The latest Herald/Nielsen opinion poll has thrown up some interesting statistics, but following Wayne Swan’s mid-year budget review yesterday the government’s improved position could be short lived.
At almost any cost, the Gillard government is determined to deliver a budget surplus by 2012/13. In the process of attempting to show the Australian people it has credentials as an economic manager, the government runs the risk of cutting too deeply and in the process further offending unhappy voters.
It seems in Wayne Swan’s eyes good government begins and ends with economic management.
Despite the prime minister winning the head-to-head contest with Tony Abbott in all categories, the Nielsen poll says the Coalition would win an election if it was held tomorrow. Ms Gillard has a big lead over Tony Abbott as preferred prime minister. Her approval rating is higher than Mr Abbott’s and her disapproval rating is substantially lower than the Opposition leader’s, which now stands at 60 per cent of voters. These are worrying numbers for Mr Abbott.
His inability to earn the trust and respect of voters must be of concern for some within the Liberal ranks. Having a more popular leader might boost the Liberal Party’s position, but it is unlikely the only other viable contender – Malcolm Turnbull – could win the support he needs.
While Mr Turnbull is more generally respected and is a more popular personality, it is unlikely he could win the votes he needs to secure a leadership coup. The heavy hitters in his party see him as too moderate.

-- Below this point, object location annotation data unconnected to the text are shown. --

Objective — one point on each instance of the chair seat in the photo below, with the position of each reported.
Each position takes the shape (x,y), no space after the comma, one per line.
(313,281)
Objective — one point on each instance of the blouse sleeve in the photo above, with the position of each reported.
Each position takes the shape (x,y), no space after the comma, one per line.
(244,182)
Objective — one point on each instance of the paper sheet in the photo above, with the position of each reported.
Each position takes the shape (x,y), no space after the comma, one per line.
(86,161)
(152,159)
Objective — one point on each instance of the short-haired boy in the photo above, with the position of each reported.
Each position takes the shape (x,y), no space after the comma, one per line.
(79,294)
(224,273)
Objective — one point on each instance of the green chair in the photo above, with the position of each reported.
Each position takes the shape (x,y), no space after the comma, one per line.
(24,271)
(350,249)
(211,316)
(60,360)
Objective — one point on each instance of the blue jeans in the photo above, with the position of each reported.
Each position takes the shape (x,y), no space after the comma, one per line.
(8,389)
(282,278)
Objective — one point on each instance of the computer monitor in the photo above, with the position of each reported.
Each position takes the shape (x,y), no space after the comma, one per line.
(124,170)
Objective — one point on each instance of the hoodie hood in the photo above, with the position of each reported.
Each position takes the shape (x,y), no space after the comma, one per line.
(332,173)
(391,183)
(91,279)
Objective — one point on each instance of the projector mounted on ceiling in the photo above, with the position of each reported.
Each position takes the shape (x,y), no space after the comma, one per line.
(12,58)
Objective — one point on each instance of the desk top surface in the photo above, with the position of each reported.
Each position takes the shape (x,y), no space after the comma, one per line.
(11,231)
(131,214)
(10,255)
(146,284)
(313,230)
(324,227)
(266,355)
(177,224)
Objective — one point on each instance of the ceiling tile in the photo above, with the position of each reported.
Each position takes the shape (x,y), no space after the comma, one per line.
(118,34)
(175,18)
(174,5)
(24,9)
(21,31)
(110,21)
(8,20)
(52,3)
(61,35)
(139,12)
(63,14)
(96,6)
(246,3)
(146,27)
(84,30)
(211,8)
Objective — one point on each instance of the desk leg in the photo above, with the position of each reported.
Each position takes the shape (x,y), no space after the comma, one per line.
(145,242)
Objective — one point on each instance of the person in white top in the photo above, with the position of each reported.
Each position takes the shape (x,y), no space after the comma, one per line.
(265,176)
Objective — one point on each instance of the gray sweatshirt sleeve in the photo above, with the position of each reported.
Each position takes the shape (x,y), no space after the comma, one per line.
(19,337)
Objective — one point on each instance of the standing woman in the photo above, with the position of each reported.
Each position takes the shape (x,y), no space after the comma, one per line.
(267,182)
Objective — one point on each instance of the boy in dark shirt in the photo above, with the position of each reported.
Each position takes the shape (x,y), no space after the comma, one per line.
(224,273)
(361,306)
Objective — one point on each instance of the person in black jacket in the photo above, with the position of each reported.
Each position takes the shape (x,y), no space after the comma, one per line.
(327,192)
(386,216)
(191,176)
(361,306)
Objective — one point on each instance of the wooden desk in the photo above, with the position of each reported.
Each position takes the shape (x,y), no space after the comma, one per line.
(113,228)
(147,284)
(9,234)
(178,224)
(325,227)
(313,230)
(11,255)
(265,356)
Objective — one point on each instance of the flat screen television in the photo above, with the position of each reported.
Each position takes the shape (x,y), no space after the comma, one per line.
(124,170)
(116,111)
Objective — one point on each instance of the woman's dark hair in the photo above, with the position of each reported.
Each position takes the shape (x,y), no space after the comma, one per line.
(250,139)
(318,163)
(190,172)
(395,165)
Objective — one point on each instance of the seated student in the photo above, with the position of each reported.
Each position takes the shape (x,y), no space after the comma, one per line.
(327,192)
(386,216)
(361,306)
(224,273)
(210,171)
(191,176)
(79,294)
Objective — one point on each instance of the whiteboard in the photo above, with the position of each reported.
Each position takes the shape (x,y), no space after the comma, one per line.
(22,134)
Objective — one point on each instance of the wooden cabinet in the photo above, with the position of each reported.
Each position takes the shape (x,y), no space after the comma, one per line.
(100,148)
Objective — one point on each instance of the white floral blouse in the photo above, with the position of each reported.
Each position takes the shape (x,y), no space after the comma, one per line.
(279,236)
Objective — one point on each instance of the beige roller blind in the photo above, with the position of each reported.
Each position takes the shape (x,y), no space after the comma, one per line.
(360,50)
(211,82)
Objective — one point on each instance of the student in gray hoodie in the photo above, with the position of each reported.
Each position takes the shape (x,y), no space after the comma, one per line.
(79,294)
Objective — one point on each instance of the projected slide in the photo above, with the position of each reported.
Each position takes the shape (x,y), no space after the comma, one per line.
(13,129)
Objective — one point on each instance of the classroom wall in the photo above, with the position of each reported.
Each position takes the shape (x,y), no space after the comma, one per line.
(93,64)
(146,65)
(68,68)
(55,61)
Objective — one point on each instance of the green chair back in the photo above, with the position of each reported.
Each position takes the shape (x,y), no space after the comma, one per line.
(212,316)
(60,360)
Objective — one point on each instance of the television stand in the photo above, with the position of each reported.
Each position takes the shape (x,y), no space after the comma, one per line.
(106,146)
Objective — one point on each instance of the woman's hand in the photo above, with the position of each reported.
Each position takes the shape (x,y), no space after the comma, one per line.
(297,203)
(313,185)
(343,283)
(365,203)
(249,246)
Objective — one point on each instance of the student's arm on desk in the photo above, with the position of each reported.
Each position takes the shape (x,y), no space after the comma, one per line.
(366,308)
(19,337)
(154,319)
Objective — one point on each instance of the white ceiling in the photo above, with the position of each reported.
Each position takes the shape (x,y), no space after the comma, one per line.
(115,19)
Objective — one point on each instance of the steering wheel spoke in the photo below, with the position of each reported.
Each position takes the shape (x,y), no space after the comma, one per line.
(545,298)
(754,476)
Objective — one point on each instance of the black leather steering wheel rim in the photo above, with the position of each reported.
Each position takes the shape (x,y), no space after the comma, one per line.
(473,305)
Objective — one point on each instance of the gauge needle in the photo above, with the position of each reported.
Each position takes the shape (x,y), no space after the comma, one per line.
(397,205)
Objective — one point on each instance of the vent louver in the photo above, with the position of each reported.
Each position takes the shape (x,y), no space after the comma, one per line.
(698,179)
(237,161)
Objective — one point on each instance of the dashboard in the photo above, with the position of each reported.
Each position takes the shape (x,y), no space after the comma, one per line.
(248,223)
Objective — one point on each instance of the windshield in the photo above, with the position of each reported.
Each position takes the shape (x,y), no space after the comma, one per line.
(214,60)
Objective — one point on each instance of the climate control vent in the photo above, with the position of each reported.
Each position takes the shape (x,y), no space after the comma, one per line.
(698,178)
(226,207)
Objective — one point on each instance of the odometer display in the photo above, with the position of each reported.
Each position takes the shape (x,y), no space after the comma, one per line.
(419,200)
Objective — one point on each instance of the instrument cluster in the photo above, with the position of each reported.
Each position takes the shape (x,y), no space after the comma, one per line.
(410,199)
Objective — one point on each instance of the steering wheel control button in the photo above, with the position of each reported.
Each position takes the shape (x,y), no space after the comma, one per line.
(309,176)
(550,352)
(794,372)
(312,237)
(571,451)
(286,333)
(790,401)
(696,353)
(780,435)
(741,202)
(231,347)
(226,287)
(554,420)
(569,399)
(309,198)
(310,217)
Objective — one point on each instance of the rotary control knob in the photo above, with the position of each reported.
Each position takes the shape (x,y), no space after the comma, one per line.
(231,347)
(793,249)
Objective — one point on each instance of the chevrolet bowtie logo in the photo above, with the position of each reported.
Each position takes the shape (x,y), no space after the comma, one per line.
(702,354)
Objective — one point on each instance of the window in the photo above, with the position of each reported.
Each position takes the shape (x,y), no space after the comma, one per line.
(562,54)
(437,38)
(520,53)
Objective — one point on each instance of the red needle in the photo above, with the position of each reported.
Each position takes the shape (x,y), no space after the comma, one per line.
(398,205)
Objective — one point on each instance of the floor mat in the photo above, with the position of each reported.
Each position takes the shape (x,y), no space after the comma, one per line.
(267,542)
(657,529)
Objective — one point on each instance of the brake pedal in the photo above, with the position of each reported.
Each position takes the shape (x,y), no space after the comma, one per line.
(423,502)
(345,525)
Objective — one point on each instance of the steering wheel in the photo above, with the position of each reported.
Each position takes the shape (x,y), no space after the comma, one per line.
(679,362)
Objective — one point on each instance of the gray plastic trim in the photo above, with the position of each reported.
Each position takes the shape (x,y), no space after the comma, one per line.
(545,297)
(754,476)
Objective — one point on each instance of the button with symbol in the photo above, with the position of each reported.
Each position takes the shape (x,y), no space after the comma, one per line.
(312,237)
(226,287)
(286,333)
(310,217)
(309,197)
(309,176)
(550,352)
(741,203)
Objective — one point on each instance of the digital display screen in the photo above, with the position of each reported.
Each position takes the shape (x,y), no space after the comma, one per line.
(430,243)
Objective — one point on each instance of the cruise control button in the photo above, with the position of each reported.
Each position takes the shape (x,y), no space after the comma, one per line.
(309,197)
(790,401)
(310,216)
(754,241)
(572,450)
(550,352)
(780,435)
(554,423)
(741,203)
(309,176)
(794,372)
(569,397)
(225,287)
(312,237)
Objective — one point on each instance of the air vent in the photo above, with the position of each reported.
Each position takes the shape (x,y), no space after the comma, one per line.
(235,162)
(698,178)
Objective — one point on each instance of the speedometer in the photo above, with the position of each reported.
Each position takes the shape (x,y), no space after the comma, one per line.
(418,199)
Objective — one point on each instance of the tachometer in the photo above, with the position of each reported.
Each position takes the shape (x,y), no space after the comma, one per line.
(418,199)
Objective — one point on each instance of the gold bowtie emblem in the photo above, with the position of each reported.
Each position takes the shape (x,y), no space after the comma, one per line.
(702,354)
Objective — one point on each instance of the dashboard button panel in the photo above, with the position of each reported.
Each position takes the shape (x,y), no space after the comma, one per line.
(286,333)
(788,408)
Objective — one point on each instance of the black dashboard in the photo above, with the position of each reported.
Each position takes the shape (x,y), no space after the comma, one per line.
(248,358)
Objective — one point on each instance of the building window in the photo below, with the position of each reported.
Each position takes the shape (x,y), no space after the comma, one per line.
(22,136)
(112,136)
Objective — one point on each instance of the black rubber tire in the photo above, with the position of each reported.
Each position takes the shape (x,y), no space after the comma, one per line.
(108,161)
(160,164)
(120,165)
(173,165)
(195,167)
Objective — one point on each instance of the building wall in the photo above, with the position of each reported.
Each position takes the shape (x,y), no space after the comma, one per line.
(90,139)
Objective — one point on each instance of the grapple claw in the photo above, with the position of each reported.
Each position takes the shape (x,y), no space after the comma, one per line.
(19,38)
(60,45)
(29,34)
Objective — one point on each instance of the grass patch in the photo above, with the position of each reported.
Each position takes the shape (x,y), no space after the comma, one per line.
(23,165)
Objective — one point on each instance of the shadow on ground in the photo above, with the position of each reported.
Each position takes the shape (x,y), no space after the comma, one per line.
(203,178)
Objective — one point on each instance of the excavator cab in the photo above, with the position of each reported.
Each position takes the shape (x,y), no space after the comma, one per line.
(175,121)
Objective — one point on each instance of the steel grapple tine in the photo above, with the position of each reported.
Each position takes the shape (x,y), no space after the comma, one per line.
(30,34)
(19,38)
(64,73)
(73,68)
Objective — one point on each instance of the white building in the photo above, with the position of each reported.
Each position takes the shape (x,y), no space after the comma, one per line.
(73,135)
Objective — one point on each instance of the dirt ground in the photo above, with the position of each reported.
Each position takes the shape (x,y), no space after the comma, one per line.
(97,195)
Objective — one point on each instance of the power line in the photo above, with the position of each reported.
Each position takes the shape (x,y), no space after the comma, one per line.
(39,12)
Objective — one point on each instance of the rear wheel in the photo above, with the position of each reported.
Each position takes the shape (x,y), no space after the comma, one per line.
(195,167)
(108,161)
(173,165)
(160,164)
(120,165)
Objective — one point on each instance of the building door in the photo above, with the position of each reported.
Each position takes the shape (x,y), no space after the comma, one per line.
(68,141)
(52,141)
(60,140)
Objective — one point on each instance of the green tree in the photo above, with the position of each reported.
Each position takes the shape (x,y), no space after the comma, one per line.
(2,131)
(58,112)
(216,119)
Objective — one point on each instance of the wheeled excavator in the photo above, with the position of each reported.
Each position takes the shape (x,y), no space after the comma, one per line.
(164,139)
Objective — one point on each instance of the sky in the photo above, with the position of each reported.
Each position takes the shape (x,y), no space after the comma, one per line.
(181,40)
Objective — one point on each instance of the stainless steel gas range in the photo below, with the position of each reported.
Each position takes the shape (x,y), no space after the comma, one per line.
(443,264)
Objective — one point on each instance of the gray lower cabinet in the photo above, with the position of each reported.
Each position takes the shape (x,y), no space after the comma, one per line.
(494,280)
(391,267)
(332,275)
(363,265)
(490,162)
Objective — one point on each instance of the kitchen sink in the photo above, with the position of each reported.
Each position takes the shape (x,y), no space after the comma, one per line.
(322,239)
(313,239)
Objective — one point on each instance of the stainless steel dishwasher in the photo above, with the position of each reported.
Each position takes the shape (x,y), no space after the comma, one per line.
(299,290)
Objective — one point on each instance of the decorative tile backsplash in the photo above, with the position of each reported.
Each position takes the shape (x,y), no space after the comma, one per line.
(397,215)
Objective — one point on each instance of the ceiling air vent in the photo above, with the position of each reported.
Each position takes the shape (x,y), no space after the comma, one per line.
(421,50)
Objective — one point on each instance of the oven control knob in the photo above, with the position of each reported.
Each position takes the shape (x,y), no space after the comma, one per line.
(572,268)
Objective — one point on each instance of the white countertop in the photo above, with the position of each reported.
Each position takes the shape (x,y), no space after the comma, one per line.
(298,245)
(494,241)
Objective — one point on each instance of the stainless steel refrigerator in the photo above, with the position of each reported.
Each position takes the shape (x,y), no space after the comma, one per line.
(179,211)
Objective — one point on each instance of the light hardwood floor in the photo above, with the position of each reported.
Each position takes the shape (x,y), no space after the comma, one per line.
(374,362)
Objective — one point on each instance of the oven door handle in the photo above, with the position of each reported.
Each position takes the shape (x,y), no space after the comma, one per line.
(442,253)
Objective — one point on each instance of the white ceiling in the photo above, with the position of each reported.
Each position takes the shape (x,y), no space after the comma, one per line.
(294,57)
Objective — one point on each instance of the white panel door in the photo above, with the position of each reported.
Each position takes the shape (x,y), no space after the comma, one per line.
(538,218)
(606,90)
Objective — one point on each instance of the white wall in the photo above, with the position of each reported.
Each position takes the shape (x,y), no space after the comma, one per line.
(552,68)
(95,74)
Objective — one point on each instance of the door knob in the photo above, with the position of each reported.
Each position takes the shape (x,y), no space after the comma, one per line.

Mr Abbott and others repeatedly and correctly predict the next election will be close. With 57 per cent of voters now saying they want the Gillard government to run its full term, up
from 48 per cent when the government announced the carbon tax, voters are likely to be more considered when polling day arrives.
And as for Mr Swan and his mid-year budget review, it is obvious the original surplus forecast was based on revenue forecasts which were too optimistic, a trap for any government in tough economic times.